The process of learning happens when their schemata no longer makes sense, when they notice something that doesn’t fit their current neurological scaffolding. If it is pointed out to a child that the wind is blowing even though there are no trees around, then they are forced to reconstruct their schema to make sense of this new information. This happens in more and more complex ways as children, teenagers and adults go through life. This learning stairway might slow down as we get older but it never really stops, unless of course you are one of the few to reach the stage of full enlightenment. A government minister or headmaster perhaps.

Professor Wragg and others like him taught us to understand that education is not the giving of information but rather the process of disruption that causes us to rethink what we believe about the world. When our world view no longer makes sense we are forced to re-consider our positions and viewpoint. A good teacher cannot ignore the schemata of their pupils and simply plough through curriculum delivery instead. Rather they must seek to upset, challenge and question their students to help them re-evaluate themselves and their world. According to the professor there is no higher calling.

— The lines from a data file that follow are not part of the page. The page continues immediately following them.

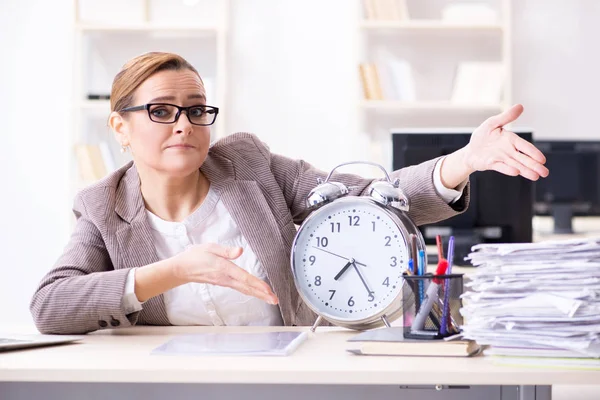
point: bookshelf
(110, 32)
(430, 63)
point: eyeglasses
(164, 113)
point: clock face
(348, 259)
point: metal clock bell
(349, 255)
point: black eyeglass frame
(208, 109)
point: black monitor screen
(501, 207)
(573, 186)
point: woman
(194, 234)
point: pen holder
(431, 305)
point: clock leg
(317, 323)
(385, 321)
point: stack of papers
(536, 303)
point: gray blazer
(265, 194)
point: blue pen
(446, 311)
(421, 271)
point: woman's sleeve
(83, 292)
(297, 178)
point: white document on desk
(233, 344)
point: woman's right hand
(210, 263)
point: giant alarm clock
(349, 255)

I noted from some of his articles that Ted Wragg did not just advocate disrupting the schemata of children only, he was also a sharp and effective critic of government educational policy too. He certainly did more than his fair share of upsetting official schema and the policies that represented. In his writings he typically transcended politically charged debates, not allowing himself to be positioned in one politically correct camp or the other.

In the TES on November 4, 1988 he said, “I reflected on a class of seven-year-olds I had been teaching. Had I been traditional or progressive, or, for that matter, did anyone give a hang? I had told them things, which sounds trad enough, but we had done a fair bit of group work, so perhaps I am progressive. On the other hand, I had told some of the groups what to do, so I must be a traditional progressive, apart from when they are allowed to discuss the task I have set them with fellow pupils, because at these times I am a progressive traditional.”

For all of us as young students, he found a way for us to cut through the disabling clutter of educational jargon and discern through the noise of the latest and loudest buzz words, the still small voice of pedagogical quiet. He enabled us to hold onto, both then and now, the essence of education. For all you teachers out there, particularly if you have been in this game a while, here is some inspiration from the Prof for this New Year, “Remember also that teaching is a social gene. In the second half of your career, as in the first, you will spread knowledge and skills that have taken the human race thousands of years to acquire. There is no higher calling; without you – and others – society would slide back into primitive squalor.” Keep going.